Freesteel Blog » 2006 » July

Wednesday, July 26th, 2006 at 11:24 am - - Weekends 3 Comments »

cliffs of bolt tail

We had good weather down in Devon, and were determined to stay until it went bad. But it just got hotter and hotter until we couldn’t take it anymore. It was a a boil-in-a-bag in our suits when we went out on our kayaks. The water was still freezing when we dived deep, so was quite refreshing. I meant to have a write-up up, but the Python Imaging Library you get with Python24 of enthought can’t decode jpgs, so there goes my standard scheme of shrinking batches of photos to the correct size. I’ve put up much less on the wikiscuba about all this than I intended to by now.

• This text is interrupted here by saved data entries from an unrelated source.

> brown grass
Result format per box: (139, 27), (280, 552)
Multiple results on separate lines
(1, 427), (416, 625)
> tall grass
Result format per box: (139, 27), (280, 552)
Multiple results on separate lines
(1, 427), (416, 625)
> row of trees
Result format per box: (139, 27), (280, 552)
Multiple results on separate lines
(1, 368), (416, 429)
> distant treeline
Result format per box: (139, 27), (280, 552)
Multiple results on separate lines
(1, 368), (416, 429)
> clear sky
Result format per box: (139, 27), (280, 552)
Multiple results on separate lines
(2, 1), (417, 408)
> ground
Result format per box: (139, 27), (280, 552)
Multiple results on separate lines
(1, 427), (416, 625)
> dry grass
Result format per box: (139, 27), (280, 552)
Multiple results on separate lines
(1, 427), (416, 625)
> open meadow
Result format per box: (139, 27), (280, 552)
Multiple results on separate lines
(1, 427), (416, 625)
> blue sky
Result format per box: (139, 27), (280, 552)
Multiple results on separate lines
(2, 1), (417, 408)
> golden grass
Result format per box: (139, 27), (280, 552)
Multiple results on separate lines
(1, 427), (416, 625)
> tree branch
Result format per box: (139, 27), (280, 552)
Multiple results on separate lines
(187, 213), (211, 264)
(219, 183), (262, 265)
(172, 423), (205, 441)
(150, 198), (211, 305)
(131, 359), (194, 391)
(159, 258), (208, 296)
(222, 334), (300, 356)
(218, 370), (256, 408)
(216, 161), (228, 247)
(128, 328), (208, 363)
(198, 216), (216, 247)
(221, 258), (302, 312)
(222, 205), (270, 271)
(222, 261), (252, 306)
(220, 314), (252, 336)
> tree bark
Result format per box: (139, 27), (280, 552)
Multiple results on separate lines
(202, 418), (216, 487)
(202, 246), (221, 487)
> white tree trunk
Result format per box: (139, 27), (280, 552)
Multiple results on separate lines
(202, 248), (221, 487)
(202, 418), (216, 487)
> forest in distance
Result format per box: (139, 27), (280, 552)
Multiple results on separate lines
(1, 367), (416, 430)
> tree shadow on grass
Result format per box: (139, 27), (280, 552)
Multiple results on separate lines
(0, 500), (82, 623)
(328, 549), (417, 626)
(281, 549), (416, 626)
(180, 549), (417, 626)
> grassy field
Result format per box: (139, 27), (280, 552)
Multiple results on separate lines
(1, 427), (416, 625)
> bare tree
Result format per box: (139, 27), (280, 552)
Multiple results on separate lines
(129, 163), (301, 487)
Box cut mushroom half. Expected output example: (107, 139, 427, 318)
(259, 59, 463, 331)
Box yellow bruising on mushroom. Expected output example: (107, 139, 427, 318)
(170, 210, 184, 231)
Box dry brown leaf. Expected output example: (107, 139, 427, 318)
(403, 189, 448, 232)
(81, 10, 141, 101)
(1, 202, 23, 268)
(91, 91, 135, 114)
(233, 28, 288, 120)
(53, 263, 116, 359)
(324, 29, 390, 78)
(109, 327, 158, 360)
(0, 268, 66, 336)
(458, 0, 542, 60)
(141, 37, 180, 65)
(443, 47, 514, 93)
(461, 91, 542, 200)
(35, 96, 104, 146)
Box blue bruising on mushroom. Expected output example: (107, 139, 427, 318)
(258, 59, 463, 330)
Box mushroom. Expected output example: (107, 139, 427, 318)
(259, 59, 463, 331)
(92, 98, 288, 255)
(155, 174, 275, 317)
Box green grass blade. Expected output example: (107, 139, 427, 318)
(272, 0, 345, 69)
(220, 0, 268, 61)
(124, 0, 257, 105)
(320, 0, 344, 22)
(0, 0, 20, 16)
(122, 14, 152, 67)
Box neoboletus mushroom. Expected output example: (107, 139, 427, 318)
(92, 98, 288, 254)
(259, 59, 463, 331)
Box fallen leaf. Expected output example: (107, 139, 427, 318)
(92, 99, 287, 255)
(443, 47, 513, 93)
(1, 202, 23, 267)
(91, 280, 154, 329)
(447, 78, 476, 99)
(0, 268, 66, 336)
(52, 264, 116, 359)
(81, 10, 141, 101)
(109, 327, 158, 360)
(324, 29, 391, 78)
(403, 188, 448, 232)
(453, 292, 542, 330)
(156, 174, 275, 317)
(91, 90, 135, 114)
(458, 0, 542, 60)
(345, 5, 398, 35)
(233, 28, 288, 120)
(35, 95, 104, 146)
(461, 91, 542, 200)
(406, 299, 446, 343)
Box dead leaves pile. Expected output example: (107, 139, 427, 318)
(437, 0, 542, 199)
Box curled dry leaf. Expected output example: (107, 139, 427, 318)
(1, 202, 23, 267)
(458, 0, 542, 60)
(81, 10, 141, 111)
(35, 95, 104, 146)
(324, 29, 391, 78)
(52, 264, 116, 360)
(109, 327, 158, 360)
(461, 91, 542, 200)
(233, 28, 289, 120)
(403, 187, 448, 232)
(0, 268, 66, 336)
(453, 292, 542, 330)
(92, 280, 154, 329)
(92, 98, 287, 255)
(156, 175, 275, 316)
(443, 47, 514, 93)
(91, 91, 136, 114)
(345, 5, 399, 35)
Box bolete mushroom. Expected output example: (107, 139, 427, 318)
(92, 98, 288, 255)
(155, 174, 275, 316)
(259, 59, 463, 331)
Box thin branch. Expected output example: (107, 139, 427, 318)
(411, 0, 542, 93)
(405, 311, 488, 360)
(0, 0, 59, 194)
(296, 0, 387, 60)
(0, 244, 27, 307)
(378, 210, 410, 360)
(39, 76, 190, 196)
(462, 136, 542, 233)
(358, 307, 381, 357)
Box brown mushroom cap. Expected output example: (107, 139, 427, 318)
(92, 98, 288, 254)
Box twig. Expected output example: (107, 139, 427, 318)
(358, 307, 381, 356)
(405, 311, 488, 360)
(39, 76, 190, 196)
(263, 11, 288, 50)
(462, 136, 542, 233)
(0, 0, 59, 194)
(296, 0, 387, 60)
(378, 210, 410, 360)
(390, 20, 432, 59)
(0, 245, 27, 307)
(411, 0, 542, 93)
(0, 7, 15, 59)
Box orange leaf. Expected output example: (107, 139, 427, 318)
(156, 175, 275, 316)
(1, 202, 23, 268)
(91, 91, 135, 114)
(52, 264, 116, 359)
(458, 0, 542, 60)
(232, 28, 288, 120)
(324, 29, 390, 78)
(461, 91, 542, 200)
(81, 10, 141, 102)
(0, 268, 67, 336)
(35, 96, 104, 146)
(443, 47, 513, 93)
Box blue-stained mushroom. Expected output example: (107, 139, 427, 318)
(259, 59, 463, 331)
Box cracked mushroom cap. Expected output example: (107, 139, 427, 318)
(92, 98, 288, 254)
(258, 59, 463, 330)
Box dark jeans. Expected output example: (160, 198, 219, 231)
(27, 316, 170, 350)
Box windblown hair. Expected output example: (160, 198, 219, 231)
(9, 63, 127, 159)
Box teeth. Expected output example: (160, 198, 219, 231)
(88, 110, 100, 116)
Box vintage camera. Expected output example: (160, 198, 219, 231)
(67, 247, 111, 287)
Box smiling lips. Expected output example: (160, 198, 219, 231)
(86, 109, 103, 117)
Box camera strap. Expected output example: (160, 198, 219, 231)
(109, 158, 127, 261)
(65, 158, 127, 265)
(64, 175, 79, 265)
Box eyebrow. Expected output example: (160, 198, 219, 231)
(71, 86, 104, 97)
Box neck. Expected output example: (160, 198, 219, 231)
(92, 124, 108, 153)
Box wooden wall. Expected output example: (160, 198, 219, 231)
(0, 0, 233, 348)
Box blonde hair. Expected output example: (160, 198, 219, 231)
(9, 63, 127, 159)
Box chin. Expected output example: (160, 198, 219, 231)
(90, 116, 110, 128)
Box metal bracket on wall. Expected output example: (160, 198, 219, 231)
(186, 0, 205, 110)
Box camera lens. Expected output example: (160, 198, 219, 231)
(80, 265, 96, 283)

It’s so easy to fall behind on the write-ups of holidays when you’re taking enough, and interesting things are happening during them. I can bore people silly in the pub about what I did last weekend. Sometimes they’re interested, and sometimes they’re just being polite. If you put it up on the web they can read it themselves — if they want to — during work when they have even less good things to do. Then you’re freed from keeping track of who you have blabbed your latest anecdote to, because you can assume anyone could have seen it.

I’m always amazed at how we do this — not only remembering stuff, but remembering who we have told our stuff to. Occasionally I get it wrong and tell very interesting story to the same person twice. Sometimes the person I’m telling it to takes the piss and tries to make the mistake into an embarrassing incident. Computers have cache tables, so it’s up to the receiver to tell whether it has heard the information already. That would be more sensible. Maybe we shouldn’t mind hearing the same story twice; it gives us a opportunity to tell whether anything has been changed in it, and determine what information is unreliable. Maybe if people allowed that to happen, we’d be telling the same stories over and over again every night.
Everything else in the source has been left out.